Friday, 27 March 2015

Wellington Night Market (A Local's Guide to Wellington)

Off Cuba Mall, Left Bank Arcade hosts a Night Market every Friday. 
If you're ready to get your jive on, let's mosy on over to the Slightly Raised Platform of Live Music, where some ill advised person had strung up paper lanterns in the windiest city in New Zealand. Luckily it was a calm night. Here you can be entertained with brass band covers of popular songs and people clogging up walkways as they stop to listen. 

Moving along, the main draw to the Night Market is the multitude of food stalls. You can find Filipino (BBQ pork kebab featured here), Vietnamese, French, Colombian, Moroccan, Korean and Mexican to name a few. 

We picked stalls based on the portion sizes. If they were providing snack sized food for a few dollars, we'd try it. An interesting one was the papas rellenas, which was a sort of Colombian fried potato-wrapped egg and flying animal construct that wasn't the easiest to eat with the plastic spoon they gave us. I'm pretty sure the flying animal was chicken, but can't know for sure. There were some stalls that we wanted to eat from, but they served full sized meals and we just didn't have the stomach room. We will be back for the Moroccan kebabs and the hangi. 

From Sweet Couple, I sampled a wondrous feat of culinary science: deep-fried ice cream. How is it frozen and yet fried? Only thermal scientists can know. 
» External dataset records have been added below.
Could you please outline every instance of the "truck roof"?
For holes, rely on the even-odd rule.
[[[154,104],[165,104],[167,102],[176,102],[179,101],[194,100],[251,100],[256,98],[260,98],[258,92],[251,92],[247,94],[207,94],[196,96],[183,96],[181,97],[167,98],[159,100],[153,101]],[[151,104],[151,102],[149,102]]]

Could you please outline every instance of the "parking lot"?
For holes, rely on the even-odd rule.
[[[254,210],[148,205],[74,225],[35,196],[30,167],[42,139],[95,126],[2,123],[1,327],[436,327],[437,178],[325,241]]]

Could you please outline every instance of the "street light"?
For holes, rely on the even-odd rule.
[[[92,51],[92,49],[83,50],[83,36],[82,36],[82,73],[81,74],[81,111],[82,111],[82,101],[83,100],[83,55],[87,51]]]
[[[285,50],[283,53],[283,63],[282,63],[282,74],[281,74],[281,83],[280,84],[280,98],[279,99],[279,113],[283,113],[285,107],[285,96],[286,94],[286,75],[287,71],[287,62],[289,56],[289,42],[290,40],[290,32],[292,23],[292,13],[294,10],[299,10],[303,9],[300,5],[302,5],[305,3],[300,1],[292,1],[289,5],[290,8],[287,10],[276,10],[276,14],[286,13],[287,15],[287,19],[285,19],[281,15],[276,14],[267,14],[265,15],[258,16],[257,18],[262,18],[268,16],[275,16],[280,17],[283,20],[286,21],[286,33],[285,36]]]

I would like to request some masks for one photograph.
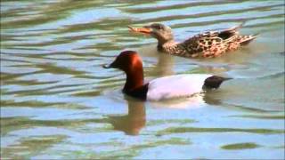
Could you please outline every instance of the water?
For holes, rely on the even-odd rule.
[[[260,33],[217,59],[159,54],[127,25],[163,22],[183,41],[246,21]],[[122,50],[147,79],[232,76],[194,98],[125,96],[103,69]],[[1,158],[284,158],[283,1],[1,1]]]

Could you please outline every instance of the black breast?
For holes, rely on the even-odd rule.
[[[125,92],[126,94],[131,97],[134,97],[134,98],[145,100],[148,89],[149,89],[149,84],[145,84],[141,87],[135,88],[132,91],[123,91],[123,92]]]

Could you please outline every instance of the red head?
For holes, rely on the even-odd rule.
[[[125,71],[126,74],[126,82],[123,90],[125,92],[143,85],[142,61],[136,52],[122,52],[110,65],[105,65],[103,68]]]

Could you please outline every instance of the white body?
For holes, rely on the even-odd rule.
[[[186,97],[202,92],[205,80],[212,75],[175,75],[151,80],[149,83],[147,100],[160,100]]]

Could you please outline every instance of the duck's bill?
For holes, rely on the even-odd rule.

And what better way to celebrate advances in molecular gastronomy than covering it in chocolate chips and caramel sauce?

For his dessert, Yannick ate a Korean pancake with black sugar, cinnamon and nuts. Watching a glob of batter be flung onto a skillet is jarring when you're used to the thin mixture of a French crepe, but once it was cooked through and sugary goodness was bursting out from the inside, our worries fluttered away. We had moved on from 'comfortably full' to 'one too many quills in the ink pot' and all for less than $30 for the both of us. 

The shops that line Left Bank also benefit from the increased foot traffic and stay open late. As you nibble on a burrito, you can peruse the aisles of secondhand books. The tortilla gives way and a travel guide of Tuscany from the 1970's gets a sprinkling of beans and cheese. You hastily try to scrape off the offending foodstuff before retreating shifty-eyed into the crowd, allowing the masses to shield you from shopkeeper fury.